D’origine autochtone, le président déchu, qui a été arrêté alors qu’il voulait se réfugier à l’ambassade du Mexique, est très populaire dans les régions andines où il représentait une sorte de revanche de la province indigène sur la capitale Lima et ses élites.

« On lui a tendu un piège. On l’a trompé pour qu’il déclare l’auto-coup », estime Maximo Chirinos, enseignant à Abancay, ville de 100 000 habitants à flanc de montagne et capitale administrative de l’Apurimac qui est aussi la région natale de la nouvelle présidente Dina Boluarte. Celle-ci était la vice-présidente de M. Castillo et lui a succédé au pouvoir.  

Elle est aujourd’hui honnie par les siens qui lui reprochent de ne pas avoir démissionné après l’arrestation du président et la rendent responsable de la répression.

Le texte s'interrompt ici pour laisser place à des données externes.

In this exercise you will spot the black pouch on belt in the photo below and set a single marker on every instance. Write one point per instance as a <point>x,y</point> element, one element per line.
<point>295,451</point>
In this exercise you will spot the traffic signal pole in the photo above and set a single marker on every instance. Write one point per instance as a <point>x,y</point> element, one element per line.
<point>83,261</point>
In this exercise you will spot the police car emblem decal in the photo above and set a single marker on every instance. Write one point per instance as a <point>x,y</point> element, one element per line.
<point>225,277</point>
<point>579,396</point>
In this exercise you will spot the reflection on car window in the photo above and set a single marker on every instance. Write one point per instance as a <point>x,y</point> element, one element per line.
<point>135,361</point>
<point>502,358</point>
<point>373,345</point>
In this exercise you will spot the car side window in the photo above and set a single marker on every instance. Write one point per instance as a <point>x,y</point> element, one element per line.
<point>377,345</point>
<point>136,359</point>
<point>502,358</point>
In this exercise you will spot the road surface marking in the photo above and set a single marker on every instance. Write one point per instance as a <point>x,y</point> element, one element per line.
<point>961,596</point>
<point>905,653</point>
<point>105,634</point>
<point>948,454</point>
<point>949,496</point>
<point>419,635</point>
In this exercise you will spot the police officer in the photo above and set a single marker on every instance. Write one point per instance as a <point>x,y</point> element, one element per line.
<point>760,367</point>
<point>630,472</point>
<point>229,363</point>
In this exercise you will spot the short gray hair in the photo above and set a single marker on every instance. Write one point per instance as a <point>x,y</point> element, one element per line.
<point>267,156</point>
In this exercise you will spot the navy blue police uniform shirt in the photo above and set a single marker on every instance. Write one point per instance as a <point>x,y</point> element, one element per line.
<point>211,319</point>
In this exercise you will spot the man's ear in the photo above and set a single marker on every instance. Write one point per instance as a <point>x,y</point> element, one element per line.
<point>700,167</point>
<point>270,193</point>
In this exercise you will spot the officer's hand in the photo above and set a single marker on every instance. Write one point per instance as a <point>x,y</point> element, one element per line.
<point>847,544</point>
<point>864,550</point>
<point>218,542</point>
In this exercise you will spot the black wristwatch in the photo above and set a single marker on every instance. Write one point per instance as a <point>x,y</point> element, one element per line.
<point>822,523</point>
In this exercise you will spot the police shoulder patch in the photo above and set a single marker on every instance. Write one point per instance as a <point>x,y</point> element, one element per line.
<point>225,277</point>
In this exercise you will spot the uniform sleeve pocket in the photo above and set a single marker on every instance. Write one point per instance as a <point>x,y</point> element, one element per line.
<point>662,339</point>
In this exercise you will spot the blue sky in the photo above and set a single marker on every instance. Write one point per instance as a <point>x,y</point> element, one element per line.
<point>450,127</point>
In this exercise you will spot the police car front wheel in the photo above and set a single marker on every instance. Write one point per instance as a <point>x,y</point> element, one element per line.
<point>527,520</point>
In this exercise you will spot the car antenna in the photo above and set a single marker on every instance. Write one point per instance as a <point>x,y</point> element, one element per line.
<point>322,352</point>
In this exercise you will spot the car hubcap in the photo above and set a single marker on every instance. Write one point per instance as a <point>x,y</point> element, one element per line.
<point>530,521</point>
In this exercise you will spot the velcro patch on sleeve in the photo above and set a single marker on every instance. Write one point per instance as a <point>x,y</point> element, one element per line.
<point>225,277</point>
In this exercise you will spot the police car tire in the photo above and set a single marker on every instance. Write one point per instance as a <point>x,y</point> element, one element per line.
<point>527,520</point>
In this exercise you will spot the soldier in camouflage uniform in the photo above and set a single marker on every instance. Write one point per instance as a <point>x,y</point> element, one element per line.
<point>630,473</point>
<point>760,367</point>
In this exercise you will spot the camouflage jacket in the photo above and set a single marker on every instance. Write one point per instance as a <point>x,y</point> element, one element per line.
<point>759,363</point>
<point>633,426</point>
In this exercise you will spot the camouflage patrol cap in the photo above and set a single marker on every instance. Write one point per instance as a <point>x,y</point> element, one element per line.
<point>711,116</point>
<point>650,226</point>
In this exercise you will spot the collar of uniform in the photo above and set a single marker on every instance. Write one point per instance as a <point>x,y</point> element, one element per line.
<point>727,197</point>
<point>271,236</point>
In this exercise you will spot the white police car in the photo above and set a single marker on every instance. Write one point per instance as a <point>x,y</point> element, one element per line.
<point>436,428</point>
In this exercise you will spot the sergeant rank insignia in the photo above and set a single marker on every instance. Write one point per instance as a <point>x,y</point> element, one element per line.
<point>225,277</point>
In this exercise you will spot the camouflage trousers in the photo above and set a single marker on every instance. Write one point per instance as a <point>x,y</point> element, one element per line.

Quelques personnes lui donnent du crédit pour son respect de la constitution, estimant qu’il faut lui accorder un peu de temps. Mais la grand majorité, même ceux qui militent pour l’arrêt des manifestations, demandent sa démission.  

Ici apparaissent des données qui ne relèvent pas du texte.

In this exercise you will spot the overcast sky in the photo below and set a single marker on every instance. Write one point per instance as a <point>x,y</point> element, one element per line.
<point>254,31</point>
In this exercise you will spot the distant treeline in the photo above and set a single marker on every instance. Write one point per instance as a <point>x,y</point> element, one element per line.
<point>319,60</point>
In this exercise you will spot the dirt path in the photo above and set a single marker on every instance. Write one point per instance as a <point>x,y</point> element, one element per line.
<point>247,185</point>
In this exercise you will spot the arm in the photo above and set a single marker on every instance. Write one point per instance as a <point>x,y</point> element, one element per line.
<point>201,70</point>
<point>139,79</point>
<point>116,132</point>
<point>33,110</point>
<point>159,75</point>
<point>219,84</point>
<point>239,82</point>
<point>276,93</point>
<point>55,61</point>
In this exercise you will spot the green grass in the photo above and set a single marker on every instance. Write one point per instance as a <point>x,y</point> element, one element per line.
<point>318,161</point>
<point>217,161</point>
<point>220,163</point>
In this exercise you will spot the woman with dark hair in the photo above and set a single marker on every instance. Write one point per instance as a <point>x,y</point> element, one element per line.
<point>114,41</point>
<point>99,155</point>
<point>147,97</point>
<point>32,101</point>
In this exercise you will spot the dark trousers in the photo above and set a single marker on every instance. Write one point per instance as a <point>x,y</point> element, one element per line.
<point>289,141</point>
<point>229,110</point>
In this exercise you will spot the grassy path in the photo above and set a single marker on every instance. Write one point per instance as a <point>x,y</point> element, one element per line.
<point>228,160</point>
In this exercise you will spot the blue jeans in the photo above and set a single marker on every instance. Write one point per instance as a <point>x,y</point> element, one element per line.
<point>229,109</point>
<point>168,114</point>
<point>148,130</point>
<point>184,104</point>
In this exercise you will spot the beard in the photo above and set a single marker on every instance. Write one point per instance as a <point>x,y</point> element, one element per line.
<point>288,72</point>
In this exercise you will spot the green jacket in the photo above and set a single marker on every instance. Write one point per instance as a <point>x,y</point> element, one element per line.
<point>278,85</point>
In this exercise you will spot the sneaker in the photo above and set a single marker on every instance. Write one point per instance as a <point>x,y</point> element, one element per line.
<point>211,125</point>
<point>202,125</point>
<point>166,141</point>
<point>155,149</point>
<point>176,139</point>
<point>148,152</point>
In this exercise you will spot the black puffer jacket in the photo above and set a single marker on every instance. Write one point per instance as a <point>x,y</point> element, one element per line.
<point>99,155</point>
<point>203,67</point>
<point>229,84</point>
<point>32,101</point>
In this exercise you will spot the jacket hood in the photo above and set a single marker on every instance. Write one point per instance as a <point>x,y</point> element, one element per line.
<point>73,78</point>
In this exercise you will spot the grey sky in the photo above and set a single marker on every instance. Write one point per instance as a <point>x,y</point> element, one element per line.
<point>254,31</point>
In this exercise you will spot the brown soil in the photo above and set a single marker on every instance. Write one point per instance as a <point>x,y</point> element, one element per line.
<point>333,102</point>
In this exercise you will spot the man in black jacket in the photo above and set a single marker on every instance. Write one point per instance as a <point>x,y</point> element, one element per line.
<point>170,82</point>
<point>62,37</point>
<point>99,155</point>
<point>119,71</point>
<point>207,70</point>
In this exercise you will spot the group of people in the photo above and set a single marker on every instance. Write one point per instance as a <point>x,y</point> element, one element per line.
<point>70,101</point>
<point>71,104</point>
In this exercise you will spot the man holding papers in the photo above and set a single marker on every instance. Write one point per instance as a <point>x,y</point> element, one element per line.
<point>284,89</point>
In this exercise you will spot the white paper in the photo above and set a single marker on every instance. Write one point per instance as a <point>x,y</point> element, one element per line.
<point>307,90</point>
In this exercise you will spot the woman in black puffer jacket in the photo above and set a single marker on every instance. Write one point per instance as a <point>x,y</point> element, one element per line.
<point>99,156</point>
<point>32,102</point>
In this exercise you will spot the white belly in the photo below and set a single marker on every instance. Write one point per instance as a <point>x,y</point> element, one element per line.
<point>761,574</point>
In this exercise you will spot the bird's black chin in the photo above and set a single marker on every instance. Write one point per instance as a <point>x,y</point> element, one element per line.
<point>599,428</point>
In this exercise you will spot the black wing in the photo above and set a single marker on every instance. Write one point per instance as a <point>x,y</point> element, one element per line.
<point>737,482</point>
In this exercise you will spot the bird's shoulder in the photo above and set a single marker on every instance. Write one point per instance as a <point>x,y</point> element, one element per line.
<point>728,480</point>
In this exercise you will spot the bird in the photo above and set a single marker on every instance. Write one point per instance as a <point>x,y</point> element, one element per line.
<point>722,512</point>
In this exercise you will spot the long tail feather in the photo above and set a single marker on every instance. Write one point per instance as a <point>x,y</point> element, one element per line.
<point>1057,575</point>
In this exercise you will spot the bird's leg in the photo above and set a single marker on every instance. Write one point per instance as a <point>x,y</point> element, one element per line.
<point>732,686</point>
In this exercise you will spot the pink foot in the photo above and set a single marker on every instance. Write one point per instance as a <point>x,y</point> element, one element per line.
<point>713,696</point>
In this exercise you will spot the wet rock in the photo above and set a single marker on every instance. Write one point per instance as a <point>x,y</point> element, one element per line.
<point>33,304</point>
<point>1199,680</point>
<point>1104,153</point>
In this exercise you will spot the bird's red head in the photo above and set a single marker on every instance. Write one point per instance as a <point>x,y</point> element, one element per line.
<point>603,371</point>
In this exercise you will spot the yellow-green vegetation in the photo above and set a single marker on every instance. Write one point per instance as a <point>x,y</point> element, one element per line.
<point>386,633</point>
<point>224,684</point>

Tentant d’enrayer la fronde, Mme Boluarte a promis d’avancer les élections de 2026 à 2024, puis à 2023, tout en déclarant l’État d’urgence qui interdit les réunions et les manifestations et permet à l’armée d’intervenir.  

Lundi, les opposants à la présidente ont néanmoins convoqué une manifestation. Des forces de police anti-émeutes, casqués et équipés de boucliers barrent la route devant l’église de Guadalupe mais dépêchent des émissaires pour s’entretenir avec les responsables.  

« Dina assassine »

La procureure Vicky Caichihua Castro prévient fermement : « La liberté de manifester est un droit. Nous sommes toutefois en État d’urgence et l’État d’urgence restreint ces droits. Les manifestations sont interdites mais nous allons vous laisser exercer votre droit. Attention ! Pacifiquement ! La police va vous accompagner. S’il y a des actes de vandalisme, elle interviendra ! »

« Pas de cagoules, pas de lance-pierres ni de pierres », ajoute un policier.

Les responsables acquiescent, jurant que les violences et dégradations des derniers jours sont l’œuvre d’infiltrés pro-Fujimori (ancien président) ou de forces spéciales de la police. Une théorie très répandue parmi les manifestants.  

Un cortège de quelque 600 personnes s’ébranle derrière une banderole « Dina assassine ». La présidente est dans le collimateur.

« Dina assassine, Honte de l’Apurimac », « Dina écoute, le peuple te répudie », crie la foule.

Parmi les manifestants, Rosario Medrano Aguirre, commerçante de 72 ans, chapeau en paille sur la tête et veste noire ornée d’un badge rouge de Tupac Amaru, chef autochonte mythifié ayant lutté contre les Espagnols.

« Tupac, c’est le temps de la lutte ! Le peuple d’Apurimac manifeste parce l’État, les parlementaires et l’usurpatrice Dina Boluarte piétinent nos droits, ils veulent nos richesses. Mme Boluarte a trahi l’Apurimac, elle met les femmes à mal. Elle n’a pas de cœur. Tant de morts ! », dit-elle.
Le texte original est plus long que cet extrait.